Usually the reason for adding more switches to a network is to add port density or increase the reach of the network. Adding switches will not typically increase network performance unless you are replacing old 10/100 switches with 100/1000 switches and doing etherchannel between the switches to provide higher bandwidth between them.
To add to the above answer, understand that the speed of your network is only as fast as the slowest component. This is to say that if you do add faster switches but are not upgrading node NIC(s) to that same 100/1000 switch, then a GB switch is uselss.
(WS) Similarly, consider your network topology when adding more switches. If you have 4 floors and the main switch which goes to your servers is on the first floor, attempt to wire the 4th floor switch directly to the 1st floor switch (GB) and not daisy chain through switches 2 and 3. To attempt to clarify the issue: a 4th floor workstation user wants to save a 2 GB file to the server. Poor network implementation would force this through the 4th floor switch, then through the 3rd floor switch, then through the 2nd floor switch, then through the 1st floor switch and finally into the server room.

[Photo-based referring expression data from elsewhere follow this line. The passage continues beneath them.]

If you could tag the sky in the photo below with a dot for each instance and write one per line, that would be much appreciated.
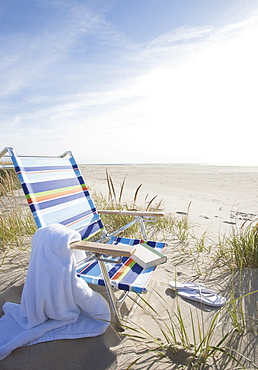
(130, 81)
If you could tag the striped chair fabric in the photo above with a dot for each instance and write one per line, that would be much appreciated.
(56, 193)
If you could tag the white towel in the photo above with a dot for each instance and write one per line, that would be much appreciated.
(55, 303)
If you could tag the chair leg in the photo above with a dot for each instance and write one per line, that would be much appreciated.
(111, 295)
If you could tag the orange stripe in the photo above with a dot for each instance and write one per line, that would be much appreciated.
(51, 196)
(123, 268)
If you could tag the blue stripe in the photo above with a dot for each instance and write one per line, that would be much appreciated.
(91, 229)
(56, 201)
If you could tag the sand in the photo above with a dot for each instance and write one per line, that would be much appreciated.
(215, 198)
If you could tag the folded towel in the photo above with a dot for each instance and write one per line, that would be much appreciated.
(55, 302)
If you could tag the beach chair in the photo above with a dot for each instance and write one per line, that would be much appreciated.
(56, 193)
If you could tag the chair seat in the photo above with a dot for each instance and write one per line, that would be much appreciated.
(127, 275)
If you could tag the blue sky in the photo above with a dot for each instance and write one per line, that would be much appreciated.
(131, 81)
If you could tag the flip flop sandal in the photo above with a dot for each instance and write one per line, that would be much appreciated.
(205, 296)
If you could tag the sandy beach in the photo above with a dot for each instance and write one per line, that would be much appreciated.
(216, 198)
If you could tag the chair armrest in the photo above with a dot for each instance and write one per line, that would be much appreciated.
(108, 249)
(131, 213)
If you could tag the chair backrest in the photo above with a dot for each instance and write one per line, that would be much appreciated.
(56, 192)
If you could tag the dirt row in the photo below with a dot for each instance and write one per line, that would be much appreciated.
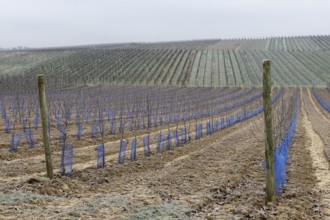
(217, 177)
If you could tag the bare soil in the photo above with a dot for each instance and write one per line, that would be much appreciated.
(218, 177)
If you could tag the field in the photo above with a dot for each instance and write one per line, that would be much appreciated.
(166, 130)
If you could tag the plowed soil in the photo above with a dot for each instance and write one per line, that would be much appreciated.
(218, 177)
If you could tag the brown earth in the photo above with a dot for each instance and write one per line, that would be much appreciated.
(218, 177)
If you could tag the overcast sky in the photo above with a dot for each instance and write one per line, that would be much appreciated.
(44, 23)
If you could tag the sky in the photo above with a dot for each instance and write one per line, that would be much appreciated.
(53, 23)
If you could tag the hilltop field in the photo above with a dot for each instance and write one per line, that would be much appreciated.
(169, 130)
(296, 61)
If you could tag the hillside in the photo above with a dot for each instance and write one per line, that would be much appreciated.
(296, 61)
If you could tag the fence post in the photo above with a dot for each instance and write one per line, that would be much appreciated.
(269, 139)
(43, 111)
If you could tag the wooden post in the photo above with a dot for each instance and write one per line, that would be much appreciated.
(269, 139)
(43, 111)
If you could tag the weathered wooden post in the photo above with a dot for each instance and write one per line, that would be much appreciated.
(43, 111)
(269, 139)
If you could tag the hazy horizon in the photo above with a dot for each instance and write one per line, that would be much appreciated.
(68, 23)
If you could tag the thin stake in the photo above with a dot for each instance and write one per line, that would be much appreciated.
(44, 117)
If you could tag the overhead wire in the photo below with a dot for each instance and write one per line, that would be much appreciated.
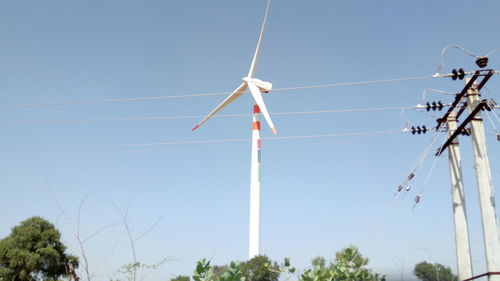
(210, 94)
(104, 146)
(159, 118)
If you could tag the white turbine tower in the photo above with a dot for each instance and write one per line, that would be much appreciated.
(256, 86)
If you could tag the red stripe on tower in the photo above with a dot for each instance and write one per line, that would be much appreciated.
(256, 125)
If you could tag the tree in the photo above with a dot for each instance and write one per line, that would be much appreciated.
(218, 271)
(260, 268)
(318, 262)
(33, 251)
(180, 278)
(433, 272)
(349, 265)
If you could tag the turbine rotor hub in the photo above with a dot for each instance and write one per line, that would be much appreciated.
(263, 86)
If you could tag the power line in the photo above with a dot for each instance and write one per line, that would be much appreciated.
(199, 116)
(212, 94)
(104, 146)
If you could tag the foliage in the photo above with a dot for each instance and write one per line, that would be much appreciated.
(129, 270)
(203, 271)
(218, 271)
(433, 272)
(261, 268)
(318, 262)
(33, 251)
(349, 265)
(180, 278)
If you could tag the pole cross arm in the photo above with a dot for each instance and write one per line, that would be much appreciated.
(487, 75)
(482, 275)
(482, 105)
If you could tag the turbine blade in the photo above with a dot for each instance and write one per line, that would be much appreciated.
(257, 50)
(257, 96)
(233, 96)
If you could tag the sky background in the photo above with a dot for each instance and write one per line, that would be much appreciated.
(319, 194)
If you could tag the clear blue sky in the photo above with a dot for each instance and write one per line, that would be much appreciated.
(318, 194)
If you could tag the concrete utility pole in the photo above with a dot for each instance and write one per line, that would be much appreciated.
(254, 232)
(462, 242)
(485, 187)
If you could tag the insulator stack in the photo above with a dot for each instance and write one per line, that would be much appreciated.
(465, 132)
(439, 106)
(482, 62)
(460, 74)
(419, 130)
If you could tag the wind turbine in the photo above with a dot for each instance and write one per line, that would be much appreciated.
(256, 86)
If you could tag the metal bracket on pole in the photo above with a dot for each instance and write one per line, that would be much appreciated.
(487, 73)
(482, 105)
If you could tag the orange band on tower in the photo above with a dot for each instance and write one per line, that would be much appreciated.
(256, 125)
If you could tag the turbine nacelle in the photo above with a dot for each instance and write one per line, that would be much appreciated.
(263, 86)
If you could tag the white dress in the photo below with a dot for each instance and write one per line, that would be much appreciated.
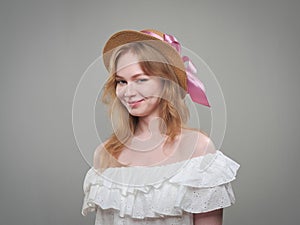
(160, 195)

Not only would this file have to pushed through several switches, it would also be slowed down by any other information being pushed from floors 1, 2, or 3 because the information is being bottlenecked into one connection. Better network implementation would have a GB link from the 4th floor directly to the 1st floor so the information follows the path of least resistance. For you main backbone you should have all GB because that is where traffic is the heaviest.